CS207703B2 - Rotor Motor Seal - Google Patents

Abstract

A seal for a rotor motor, consisting of a stator comprising a casing and transverse flanges, and a rotor movable inside said stator. The sealing members for sealing around the rotor shaft and between the individual working chambers of the motor are formed by longitudinal sealing members (23) placed in grooves (11) formed in the stator casing along its inner surface lines, and transverse sealing members placed in grooves (6, 10) formed in the surface of the transverse flanges, both arranged in the shape of a polygon surrounding the rotor shaft and from the points of contact of the longitudinal sealing members with the circumference of the transverse flange to the first transverse sealing members (21) forming the polygon. According to the invention, all sealing members have a linear course, the second transverse sealing members (22) extending from the circumference (8) and the first transverse sealing members (21) forming a polygon cross outside the vertices of the polygon, and the mutual connections and crossings of the sealing members are formed by notches with expansion clearance, whereby the connected or crossing sealing members fit together with a continuous sealing surface and an unincreased thickness at the point of contact.

Description

A rotor motor seal comprising a stator comprising a housing and transverse flanges and a rotor movable within the stator. Sealing members for gaskets around the rotor shaft and between the individual engine working chambers are formed by longitudinal sealing members (23) housed in grooves (11) formed in the stator housing along its internal surface lines and transverse sealing members housed in grooves (6). And 10) formed in the surface of the transverse flanges, both arranged in the shape of a polygon surrounding the rotor shaft and secondly from the points of contact of the longitudinal sealing members with the circumference of the transverse flange to the first transverse sealing members (21) forming the polygon. According to the invention, all the sealing members have a straight line, the second transverse sealing members (22) extending from the periphery (8) and the first transverse sealing members (21) forming the polygon cross each other outside the polygon's peaks. wherein the mating or intersecting sealing members engage with a continuous sealing surface and an increased thickness at the point of contact.

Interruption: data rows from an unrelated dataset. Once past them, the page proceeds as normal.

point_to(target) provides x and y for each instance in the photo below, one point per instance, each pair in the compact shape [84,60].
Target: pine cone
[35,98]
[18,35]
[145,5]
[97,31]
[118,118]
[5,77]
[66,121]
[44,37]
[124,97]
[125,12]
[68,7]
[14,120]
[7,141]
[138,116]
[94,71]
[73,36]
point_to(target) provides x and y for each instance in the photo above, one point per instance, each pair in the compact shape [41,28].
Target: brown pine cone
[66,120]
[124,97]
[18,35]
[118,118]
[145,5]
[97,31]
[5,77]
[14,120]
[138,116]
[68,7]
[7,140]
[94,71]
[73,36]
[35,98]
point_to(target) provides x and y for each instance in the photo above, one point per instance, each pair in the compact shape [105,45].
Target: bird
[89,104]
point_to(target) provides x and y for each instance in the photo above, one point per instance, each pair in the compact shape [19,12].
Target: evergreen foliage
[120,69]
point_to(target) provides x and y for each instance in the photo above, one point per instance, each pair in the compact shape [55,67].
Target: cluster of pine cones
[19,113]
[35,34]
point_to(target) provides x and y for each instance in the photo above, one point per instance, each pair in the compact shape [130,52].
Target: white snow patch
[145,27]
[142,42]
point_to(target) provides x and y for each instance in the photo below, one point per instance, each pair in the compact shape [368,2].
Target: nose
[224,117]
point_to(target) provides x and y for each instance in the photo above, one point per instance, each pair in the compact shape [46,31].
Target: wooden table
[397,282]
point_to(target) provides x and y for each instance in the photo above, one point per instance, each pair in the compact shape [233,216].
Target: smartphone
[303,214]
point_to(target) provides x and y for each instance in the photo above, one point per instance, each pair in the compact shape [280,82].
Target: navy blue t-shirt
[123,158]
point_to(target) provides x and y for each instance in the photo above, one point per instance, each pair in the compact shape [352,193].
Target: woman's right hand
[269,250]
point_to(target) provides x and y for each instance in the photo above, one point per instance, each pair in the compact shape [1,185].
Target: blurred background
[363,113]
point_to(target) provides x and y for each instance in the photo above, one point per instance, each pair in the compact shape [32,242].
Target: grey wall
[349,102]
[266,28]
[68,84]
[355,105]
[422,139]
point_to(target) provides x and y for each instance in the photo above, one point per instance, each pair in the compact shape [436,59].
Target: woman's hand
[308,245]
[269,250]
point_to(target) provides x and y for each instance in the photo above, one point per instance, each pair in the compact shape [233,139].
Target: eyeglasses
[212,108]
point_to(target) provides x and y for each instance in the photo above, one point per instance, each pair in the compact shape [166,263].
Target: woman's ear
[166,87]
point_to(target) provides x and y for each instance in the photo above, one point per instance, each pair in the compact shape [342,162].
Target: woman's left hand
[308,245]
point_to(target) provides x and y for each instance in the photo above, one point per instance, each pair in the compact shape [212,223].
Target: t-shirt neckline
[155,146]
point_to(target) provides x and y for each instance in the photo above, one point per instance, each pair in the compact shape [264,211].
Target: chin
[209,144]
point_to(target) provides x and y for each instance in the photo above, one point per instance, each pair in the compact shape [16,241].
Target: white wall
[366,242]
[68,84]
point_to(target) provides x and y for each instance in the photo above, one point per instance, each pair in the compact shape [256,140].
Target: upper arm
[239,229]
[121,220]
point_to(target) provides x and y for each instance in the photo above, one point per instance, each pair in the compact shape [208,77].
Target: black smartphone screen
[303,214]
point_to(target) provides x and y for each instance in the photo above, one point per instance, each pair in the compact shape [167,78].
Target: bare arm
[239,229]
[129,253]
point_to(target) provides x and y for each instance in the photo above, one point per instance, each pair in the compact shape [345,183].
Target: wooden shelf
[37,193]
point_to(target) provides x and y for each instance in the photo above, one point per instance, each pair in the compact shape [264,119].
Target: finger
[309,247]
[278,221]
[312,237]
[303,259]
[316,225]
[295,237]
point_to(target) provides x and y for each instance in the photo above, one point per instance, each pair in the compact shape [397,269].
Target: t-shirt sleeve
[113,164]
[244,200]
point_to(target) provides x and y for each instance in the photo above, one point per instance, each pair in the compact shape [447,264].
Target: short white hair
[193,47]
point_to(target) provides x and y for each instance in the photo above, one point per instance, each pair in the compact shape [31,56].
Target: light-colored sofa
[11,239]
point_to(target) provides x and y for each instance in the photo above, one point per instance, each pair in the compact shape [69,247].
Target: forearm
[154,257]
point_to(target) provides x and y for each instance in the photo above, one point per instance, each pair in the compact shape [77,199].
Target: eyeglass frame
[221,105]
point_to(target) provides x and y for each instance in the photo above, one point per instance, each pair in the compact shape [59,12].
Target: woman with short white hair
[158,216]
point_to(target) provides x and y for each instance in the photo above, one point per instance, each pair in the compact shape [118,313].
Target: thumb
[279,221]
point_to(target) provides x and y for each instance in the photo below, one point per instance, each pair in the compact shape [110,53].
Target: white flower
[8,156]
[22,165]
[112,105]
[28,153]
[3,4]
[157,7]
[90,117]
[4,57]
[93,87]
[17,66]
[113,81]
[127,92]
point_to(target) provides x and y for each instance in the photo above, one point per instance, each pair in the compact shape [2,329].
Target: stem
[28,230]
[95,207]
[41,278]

The invention relates to rotor motors comprising a stator comprising a housing and two or more transverse flanges, and a rotor movable within the stator, where it forms a working chamber of the engine between its periphery and the inner surface of the stator elements.

Such engines can, as is known, be driven by various pressure media, such as an explosive mixture burned in the engine chambers, steam or compressed air. Compared to reciprocating piston engines, these engines are known to be less space-intensive, simpler in construction and more regular in operation. Their drawback, which prevents greater expansion and the ability to compete with reciprocating piston engines, is that, in known rotor motors, the seal-to-rotor and stator seal systems used are unable to provide engine tightness under comparable piston engine conditions, i.e. at pressure and pressure. temperature in these engines usual.

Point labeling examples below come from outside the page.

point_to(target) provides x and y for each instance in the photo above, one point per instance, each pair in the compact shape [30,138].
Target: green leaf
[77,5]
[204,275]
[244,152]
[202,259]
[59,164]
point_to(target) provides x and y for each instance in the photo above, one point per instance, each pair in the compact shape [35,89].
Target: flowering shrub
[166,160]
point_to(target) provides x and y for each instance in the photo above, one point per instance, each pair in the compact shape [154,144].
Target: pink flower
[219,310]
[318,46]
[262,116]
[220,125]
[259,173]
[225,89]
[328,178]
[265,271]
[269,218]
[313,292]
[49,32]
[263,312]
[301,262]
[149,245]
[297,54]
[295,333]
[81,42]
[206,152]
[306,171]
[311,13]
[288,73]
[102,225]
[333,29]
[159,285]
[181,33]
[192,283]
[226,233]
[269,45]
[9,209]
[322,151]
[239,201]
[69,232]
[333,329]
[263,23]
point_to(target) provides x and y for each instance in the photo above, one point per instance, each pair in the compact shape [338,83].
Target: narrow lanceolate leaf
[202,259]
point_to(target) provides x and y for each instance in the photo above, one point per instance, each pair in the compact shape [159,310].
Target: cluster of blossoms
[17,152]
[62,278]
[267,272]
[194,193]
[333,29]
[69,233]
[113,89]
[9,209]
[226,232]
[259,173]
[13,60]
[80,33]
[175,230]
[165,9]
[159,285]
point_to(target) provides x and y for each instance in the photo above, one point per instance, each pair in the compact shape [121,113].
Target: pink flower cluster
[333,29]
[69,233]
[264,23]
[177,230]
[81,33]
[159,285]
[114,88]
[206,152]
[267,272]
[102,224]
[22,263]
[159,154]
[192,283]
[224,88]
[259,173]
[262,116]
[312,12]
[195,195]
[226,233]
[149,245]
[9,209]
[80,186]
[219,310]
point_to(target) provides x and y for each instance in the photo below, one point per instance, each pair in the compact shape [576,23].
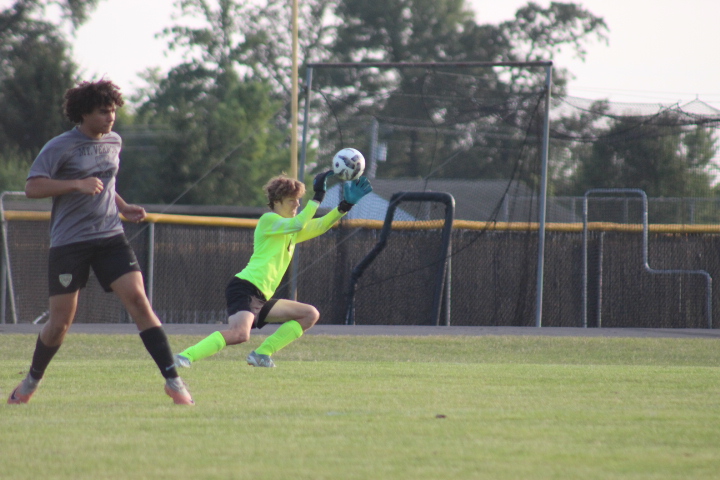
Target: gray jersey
[78,217]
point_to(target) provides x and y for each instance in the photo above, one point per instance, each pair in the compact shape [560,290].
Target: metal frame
[544,153]
[6,289]
[646,264]
[443,283]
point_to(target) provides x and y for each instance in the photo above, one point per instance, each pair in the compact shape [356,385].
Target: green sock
[206,347]
[288,332]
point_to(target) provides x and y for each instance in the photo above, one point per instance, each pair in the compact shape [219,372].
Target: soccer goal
[476,131]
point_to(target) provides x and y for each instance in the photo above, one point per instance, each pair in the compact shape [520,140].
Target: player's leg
[243,306]
[131,291]
[117,270]
[296,317]
[62,313]
[68,270]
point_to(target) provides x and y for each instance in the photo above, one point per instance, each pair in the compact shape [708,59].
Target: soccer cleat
[181,361]
[17,397]
[177,390]
[258,360]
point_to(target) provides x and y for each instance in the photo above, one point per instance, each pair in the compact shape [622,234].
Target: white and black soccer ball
[348,164]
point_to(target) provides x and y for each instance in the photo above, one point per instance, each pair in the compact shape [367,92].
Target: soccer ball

Examples of known rotor motor seals are those described in U.S. Pat. No. 3,514,236 and similar seals in accordance with French Patent Specification No. 1,274,666. These seals include longitudinal sealing members housed in grooves formed in the stator housing along its surface lines. and transverse sealing members disposed in grooves formed on the inner surface of the transverse flanges. The problem to be solved with regard to the operation of the engine is, in particular, to ensure the thermal expansion capability of the gasket, both with regard to the actual expansion along the length of the gasket members and to the dilatation at the point of interconnection and crossing. The expansion capacity must also be ensured with regard to the operating pressures in the engine chambers.

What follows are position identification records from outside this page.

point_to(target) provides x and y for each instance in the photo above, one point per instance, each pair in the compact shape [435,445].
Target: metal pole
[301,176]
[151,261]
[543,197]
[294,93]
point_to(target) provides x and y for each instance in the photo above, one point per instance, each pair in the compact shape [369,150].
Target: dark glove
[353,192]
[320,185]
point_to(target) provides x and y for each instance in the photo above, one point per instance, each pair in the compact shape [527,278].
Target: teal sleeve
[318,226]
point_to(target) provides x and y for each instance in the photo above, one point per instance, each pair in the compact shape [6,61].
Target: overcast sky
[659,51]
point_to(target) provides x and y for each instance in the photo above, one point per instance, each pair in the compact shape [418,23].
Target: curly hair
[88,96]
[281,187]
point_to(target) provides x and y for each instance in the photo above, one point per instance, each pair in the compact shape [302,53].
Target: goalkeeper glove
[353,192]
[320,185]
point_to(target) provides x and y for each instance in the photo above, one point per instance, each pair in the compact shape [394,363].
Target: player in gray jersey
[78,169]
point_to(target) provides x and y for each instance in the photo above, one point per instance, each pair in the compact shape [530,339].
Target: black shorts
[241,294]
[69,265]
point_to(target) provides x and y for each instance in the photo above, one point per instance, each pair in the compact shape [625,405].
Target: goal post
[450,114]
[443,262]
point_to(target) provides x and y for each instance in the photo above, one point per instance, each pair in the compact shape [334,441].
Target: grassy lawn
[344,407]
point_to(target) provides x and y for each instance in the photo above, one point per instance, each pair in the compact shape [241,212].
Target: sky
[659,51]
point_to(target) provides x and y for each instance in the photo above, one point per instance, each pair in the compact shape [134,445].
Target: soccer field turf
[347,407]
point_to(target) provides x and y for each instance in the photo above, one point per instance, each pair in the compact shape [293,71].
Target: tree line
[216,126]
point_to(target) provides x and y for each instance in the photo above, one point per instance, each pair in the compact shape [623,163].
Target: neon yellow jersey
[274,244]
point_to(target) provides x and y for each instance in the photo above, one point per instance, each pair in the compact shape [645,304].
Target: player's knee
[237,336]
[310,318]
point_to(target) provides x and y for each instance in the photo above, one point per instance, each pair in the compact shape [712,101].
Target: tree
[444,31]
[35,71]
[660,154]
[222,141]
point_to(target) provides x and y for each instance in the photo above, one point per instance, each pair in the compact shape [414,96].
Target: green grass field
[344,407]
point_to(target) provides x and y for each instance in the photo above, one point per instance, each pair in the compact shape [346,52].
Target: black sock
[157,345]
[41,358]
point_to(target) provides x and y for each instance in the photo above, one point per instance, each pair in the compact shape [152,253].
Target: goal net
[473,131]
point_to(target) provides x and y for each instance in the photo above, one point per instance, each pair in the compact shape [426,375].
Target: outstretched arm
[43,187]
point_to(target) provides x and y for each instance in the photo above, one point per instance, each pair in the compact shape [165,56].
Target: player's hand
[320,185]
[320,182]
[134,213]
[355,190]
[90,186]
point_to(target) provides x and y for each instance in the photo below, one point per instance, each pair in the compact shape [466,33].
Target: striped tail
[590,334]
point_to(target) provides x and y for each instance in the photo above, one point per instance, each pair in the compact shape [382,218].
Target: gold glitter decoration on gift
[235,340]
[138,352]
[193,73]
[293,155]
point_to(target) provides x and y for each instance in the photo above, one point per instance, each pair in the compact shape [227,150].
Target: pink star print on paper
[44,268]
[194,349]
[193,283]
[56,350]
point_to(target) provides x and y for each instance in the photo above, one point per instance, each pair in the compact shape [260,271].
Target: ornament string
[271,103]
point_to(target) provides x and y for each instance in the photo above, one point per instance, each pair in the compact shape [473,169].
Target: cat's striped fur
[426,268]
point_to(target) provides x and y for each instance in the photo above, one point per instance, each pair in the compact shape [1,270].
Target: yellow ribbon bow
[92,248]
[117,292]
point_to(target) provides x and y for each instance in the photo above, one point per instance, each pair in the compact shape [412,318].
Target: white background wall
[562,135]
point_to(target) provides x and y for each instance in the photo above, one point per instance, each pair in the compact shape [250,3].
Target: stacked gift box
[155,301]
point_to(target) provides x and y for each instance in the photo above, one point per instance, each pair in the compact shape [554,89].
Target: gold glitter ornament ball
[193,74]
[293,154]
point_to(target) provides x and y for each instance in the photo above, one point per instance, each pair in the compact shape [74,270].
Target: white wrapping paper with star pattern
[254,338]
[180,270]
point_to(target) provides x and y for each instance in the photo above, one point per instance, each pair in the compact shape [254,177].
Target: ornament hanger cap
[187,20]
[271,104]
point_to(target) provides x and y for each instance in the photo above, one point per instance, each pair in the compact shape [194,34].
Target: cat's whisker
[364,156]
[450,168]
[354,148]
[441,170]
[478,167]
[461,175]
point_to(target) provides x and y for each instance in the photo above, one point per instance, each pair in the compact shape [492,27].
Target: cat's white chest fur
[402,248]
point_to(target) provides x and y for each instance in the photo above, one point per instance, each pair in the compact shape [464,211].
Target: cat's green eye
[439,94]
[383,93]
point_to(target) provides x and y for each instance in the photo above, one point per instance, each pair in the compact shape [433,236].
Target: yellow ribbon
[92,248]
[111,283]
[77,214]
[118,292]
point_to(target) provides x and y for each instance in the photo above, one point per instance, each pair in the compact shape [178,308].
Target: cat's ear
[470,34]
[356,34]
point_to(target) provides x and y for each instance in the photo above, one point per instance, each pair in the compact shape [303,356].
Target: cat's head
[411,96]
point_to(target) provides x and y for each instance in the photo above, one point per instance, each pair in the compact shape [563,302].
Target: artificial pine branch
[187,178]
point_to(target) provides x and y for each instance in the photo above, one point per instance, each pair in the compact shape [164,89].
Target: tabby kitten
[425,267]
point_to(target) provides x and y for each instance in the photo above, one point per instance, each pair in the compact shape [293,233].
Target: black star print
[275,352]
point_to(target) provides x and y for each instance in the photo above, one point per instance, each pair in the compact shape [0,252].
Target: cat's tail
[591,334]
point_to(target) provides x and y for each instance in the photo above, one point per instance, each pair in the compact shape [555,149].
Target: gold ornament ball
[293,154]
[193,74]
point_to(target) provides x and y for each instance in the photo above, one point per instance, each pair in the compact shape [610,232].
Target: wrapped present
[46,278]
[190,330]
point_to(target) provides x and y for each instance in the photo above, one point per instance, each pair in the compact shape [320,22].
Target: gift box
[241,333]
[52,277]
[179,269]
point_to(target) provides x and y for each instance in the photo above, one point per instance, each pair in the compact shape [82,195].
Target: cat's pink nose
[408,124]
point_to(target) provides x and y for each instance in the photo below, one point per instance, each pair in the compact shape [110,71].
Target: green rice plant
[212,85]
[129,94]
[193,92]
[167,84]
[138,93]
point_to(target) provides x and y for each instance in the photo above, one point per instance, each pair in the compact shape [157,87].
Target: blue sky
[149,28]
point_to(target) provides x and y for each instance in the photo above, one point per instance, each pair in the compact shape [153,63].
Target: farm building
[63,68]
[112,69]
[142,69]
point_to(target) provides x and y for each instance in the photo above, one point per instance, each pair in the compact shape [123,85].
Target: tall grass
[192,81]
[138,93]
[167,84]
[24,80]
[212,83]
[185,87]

Said solutions according to the cited patents do not sufficiently satisfy the sealing requirements with respect to ensuring the competitiveness of the rotor motors of the piston engines. In particular, the disadvantage is that the transverse sealing members comprise curved course elements which resist length changes and cause rapid wear of the seal. The joints between the longitudinal and transverse members are solved in accordance with U.S. Pat. No. 3,514,236 by complicated couplings which, although admitted by dilatation, are susceptible to wear at higher temperatures and pressures. In the solution according to French patent No. 1 274 666, the connection is provided by means of short inserts pressed by springs on the end faces of the longitudinal sealing members, the end faces of the transverse sealing members abutting against the side surfaces of these short inserts. All these features, that is, the curvature of some of the sealing members and the mating of the sealing members, either straight or curved, to each other, prevent the expansion resulting from the high temperatures present in the working chambers which can reach 2000 ° C at any time and from the high frequency of explosions related to the speed of rotation. This results in very rapid wear of the gaskets and very often also in the breaking of the sealing members, especially with the sealing members of the curved course.

The described types of seals are also unsatisfactory with respect to the competitiveness of piston engines even in cases where the fuel is a pressurized liquid medium, such as steam or compressed air. They can ensure good engine operation only at lower pressures below the upper limit of 0.6 to 0.8 MPa.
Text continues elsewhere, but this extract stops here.